An Electromagnetic Approach to Cavity Spintronics

TL;DR

This paper develops a precise electromagnetic perturbation theory to understand and predict the coupling between electromagnetic resonators and magnetic samples in cavity spintronics, aiding device development.

Contribution

It introduces a highly accurate electromagnetic perturbation framework that predicts hybrid mode frequencies without fitting parameters, considering shape and field configuration effects.

Findings

Coupling depends on excitation fields, magnetic properties, and sample shape.

The theory accurately predicts resonant frequencies in different cavity geometries.

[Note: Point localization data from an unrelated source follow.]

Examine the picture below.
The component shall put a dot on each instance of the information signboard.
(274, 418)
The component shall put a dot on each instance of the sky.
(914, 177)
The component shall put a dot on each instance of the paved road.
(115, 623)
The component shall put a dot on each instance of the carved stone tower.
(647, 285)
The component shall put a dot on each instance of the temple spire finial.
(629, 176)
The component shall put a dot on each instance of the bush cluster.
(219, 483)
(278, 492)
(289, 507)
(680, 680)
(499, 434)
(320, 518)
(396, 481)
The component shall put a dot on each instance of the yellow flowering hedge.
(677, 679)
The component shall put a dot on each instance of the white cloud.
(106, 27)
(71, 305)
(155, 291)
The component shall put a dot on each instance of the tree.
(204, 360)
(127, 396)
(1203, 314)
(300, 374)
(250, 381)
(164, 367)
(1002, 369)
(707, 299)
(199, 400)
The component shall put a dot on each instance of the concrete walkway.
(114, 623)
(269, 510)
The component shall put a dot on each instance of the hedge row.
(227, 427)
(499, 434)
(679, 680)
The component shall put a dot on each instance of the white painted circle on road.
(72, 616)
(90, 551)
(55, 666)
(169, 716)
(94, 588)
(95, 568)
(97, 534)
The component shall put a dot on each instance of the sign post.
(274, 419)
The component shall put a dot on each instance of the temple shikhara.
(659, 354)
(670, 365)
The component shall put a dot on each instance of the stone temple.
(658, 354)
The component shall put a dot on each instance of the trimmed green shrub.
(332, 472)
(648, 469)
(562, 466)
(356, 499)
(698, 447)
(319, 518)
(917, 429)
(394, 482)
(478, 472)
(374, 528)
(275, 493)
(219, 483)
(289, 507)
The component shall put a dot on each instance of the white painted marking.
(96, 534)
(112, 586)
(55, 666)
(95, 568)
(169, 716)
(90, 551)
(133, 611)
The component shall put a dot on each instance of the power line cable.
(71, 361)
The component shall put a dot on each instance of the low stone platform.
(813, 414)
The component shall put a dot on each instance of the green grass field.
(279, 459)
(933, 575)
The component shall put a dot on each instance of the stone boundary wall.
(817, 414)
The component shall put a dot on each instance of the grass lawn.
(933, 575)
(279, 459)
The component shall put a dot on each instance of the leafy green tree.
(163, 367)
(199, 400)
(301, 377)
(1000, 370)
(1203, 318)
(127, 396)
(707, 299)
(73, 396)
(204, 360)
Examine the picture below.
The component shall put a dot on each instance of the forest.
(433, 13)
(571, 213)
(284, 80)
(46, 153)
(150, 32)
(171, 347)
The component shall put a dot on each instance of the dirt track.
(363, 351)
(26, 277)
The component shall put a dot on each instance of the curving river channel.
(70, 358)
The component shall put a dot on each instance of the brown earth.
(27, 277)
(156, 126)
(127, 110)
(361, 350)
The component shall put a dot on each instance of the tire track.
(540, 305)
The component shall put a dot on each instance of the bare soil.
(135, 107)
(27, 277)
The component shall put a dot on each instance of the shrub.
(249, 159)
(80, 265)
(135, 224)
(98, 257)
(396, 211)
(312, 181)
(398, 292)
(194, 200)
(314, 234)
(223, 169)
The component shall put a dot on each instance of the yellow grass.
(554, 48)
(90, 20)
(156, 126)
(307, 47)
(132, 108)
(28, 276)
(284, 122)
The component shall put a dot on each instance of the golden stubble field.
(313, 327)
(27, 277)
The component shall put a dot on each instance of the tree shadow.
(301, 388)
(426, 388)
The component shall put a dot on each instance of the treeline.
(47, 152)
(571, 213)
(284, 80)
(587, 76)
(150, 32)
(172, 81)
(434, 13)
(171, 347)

Application to experiments demonstrates the model's versatility and predictive power.

Abstract

The fields of cavity quantum electrodynamics and magnetism have recently merged into \textit{`cavity spintronics'}, investigating a quasiparticle that emerges from the strong coupling between standing electromagnetic waves confined in a microwave cavity resonator and the quanta of spin waves, magnons. This phenomenon is now expected to be employed in a variety of devices for applications ranging from quantum communication to dark matter detection. To be successful, most of these applications require a vast control of the coupling strength, resulting in intensive efforts to understanding coupling by a variety of different approaches. Here, the electromagnetic properties of both resonator and magnetic samples are investigated to provide a comprehensive understanding of the coupling between these two systems. Because the coupling is a consequence of the excitation vector fields, which directly interact with magnetisation dynamics, a highly-accurate electromagnetic perturbation theory is employed which allows for predicting the resonant hybrid mode frequencies for any field configuration within the cavity resonator, without any fitting parameters. The coupling is shown to be strongly dependent not only on the excitation vector fields and sample's magnetic properties but also on the sample's shape. These findings are illustrated by applying the theoretical framework to two distinct experiments: a magnetic sphere placed in a three-dimensional resonator, and a rectangular, magnetic prism placed on a two-dimensional resonator. The theory provides comprehensive understanding of the overall behaviour of strongly coupled systems and it can be easily modified for a variety of other systems.